Читать «Немецкая классическая философия – один из теоретических источников марксизма» онлайн - страница 6

Теодор Ильич Ойзерман

Немецкая буржуазия, не составлявшая вследствие раздробленности страны единого целого, была слабой, трусливой. Она готова была удовлетвориться теми половинчатыми реформами, которые начали осуществляться наиболее дальновидными представителями господствующих сословий. Так, в Пруссии была введена сравнительно либеральная организация муниципалитетов, крестьянам разрешили выкупать феодальные повинности, личная зависимость крестьян от помещиков формально была упразднена. Правда, все эти реформы, встретившие сопротивление реакции, вскоре фактически сошли на нет. Однако немецкая буржуазия по-прежнему возлагала свои надежды частью на стихийный ход событий, объективно подталкивавший капиталистическое развитие и национальное объединение Германии, частью на инициативу «верхов», которые не могли не считаться с развитием буржуазной экономики, с растущей экономической мощью буржуазии. Необходимо, писал, например, один из представителей немецкой классической философии, И.Г. Фихте, оживить индустрию, улучшить сельское хозяйство, мануфактуру, фабрики, поощрять производство машин, открытия, изобретения, механизировать труд и оказывать всемерное содействие развитию естествознания. Однако, если французские материалисты XVIII века проповедовали революционное отрицание старого, то немецкие буржуазные идеологи конца XVIII – начала XIX века считали своим идеалом компромисс между новым и старым, постепенное изменение старых порядков, их обновление, «образумливание». Признавая необходимость коренных социально-экономических преобразований, немецкие буржуазные философы выступали против революционных путей их осуществления.
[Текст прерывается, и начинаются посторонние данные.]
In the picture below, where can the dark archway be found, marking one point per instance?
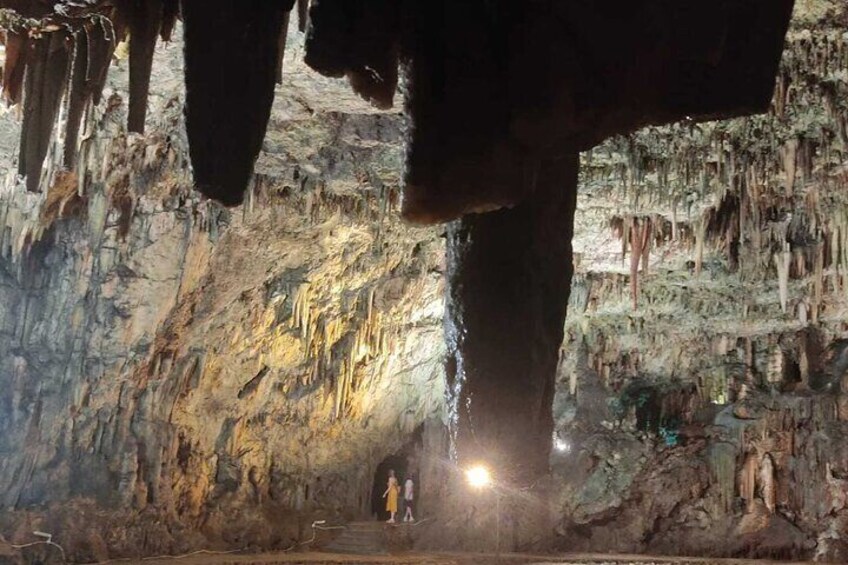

Они доказывали, что не надо препятствовать развитию нового, но нет и необходимости «искусственно» ускорять этот процесс.

Французские материалисты были глубоко убеждены в том, что без сознательного вмешательства в исторический процесс победа нового, буржуазного строя невозможна. Они не полагались на стихийный ход событий и все свои надежды возлагали на дело сознательного переустройства общества в соответствии с «требованиями разума и человеческой природы». Что же касается немецких идеологов буржуазного развития, то они, опираясь, в частности, на опыт передовых капиталистических стран, возлагали главные свои надежды на стихийный процесс, недооценивая вследствие слабости и консервативности немецкой буржуазии значение революционного преобразования общественной жизни. Такое отношение к задачам буржуазного преобразования Германии составляет одну из наиболее характерных особенностей немецкого, консервативного истолкования французской революции, свойственного, конечно, не одному только Канту. Характерно в этом отношении следующее утверждение Гегеля: «Я держусь убеждения, – писал он в 1816 году, – что мировой дух нашего времени скомандовал идти вперед; такая команда встречает отпор; это существо идет, как закованная в панцирь сомкнутая фаланга, неодолимо и так же едва заметно, как солнце, все вперед, не останавливаясь перед препятствиями». В этих словах Гегеля мы находим и признание неодолимости развития, и убеждение в том, что этот процесс совершается медленно, постепенно, «едва заметно». Отсюда понятно отношение Гегеля к французской буржуазной революции 1789 – 1794 годов. С одной стороны, он оценивает ее очень высоко, как «величественный восход солнца» и «наступление новой эпохи». С другой стороны, Гегель подчеркивает, что революция является выражением «субъективного духа», не сознающего, что сама действительность-де разумна, закономерна и развивается к высшему независимо и даже вопреки субъективной деятельности людей, пытающихся по-своему перестроить мир. Революция оказывается, по Гегелю, низшей формой исторического развития, соответствующей тому периоду истории, когда человечество еще не познало «мирового разума» и потому-де противопоставляет действительности свой субъективный разум. Высшей ступенью развития является, с этой точки зрения, согласие, примирение субъективного человеческого разума с действительностью, якобы воплощающей в себе объективный, абсолютный мировой разум.